Diante de uma repórter palmeirense, ele também não hesitou em responder se o Palmeiras tem Mundial. Afinal, the zuera never ends.
Emerge Mag: O Mundial de Futebol Feminino 2019 foi considerado a Copa das Copas para as mulheres. Esse mundial foi de fato um divisor de águas?
Juca Kfouri: Me incomoda responder que sim, essencialmente, por conta da transmissão da Rede Globo. O fato dos jogos da seleção brasileira e a final da copa terem sido exibidos na televisão deu um up na competição por aqui. Foi legal constatar a quantidade de pessoas que fizeram questão de ver os jogos. Também houve empresas que liberaram os funcionários. É uma novidade legal.
O futebol das mulheres veio para ficar por uma razão muito simples: está cada vez melhor. Os jogos são bons de se assistir e as mulheres jogam de uma maneira muito mais leal dentro do campo – não há tantos choques quanto o masculino.
Os jogos das mulheres de hoje remontam ao futebol que os homens jogavam nos anos 70 e 80 – mais pensando e menos aguerrido.
Mas a tendência é isso diminuir até devido o crescimento do vigor físico das mulheres. Aí tem uma coisa que é importante pontuar. Se você fizer um jogo de meninos contra meninas na faixa dos 7 até os 12 anos, as partidas serão equilibradas. As mulheres terão total condições de ganhar.
Mas quando o ser humano entra na puberdade, o desenvolvimento físico muda e a força física dos homens se sobrepõem a das mulheres.
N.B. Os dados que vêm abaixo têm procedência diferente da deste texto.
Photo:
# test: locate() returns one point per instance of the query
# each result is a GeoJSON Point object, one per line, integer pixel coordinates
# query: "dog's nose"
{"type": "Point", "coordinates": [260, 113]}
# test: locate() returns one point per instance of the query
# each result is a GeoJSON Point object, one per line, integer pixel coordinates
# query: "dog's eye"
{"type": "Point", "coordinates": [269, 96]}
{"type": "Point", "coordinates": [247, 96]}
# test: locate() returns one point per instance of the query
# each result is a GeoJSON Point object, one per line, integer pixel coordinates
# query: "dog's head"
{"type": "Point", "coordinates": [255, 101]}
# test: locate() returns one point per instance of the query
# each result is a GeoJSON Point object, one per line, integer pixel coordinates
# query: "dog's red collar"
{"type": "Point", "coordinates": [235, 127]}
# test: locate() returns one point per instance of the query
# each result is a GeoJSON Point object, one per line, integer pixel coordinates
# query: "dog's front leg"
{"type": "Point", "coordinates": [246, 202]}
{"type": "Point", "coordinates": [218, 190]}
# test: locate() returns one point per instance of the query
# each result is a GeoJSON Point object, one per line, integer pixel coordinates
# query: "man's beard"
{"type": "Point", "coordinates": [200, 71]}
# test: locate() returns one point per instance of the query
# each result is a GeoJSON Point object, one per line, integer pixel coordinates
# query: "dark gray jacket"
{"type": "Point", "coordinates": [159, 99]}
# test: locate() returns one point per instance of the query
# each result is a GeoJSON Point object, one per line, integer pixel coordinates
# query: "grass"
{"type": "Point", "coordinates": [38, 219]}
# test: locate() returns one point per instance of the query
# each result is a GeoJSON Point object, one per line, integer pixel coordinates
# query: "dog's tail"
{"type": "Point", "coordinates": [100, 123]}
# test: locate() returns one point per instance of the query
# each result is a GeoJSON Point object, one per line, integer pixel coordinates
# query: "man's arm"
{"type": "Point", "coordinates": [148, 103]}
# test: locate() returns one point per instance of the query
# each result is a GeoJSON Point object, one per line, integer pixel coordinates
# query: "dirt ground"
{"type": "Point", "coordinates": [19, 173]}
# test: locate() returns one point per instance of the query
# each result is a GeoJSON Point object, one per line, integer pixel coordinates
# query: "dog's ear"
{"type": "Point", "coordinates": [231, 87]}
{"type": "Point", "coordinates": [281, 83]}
Vamos falar de um caso real. A Marta é a pessoa brasileira que tem o melhor controle de todos os fundamentos do futebol – mais que o Neymar. É também por isso que ela é tão premiada – ninguém, entre homens e mulheres, foi eleita seis vezes a melhor do mundo. Messi e Cristiano Ronaldo foram cinco vezes. Agora, se a Marta for jogar contra homens ela perde no tranco. Se fosse apenas pelo talento, venceria.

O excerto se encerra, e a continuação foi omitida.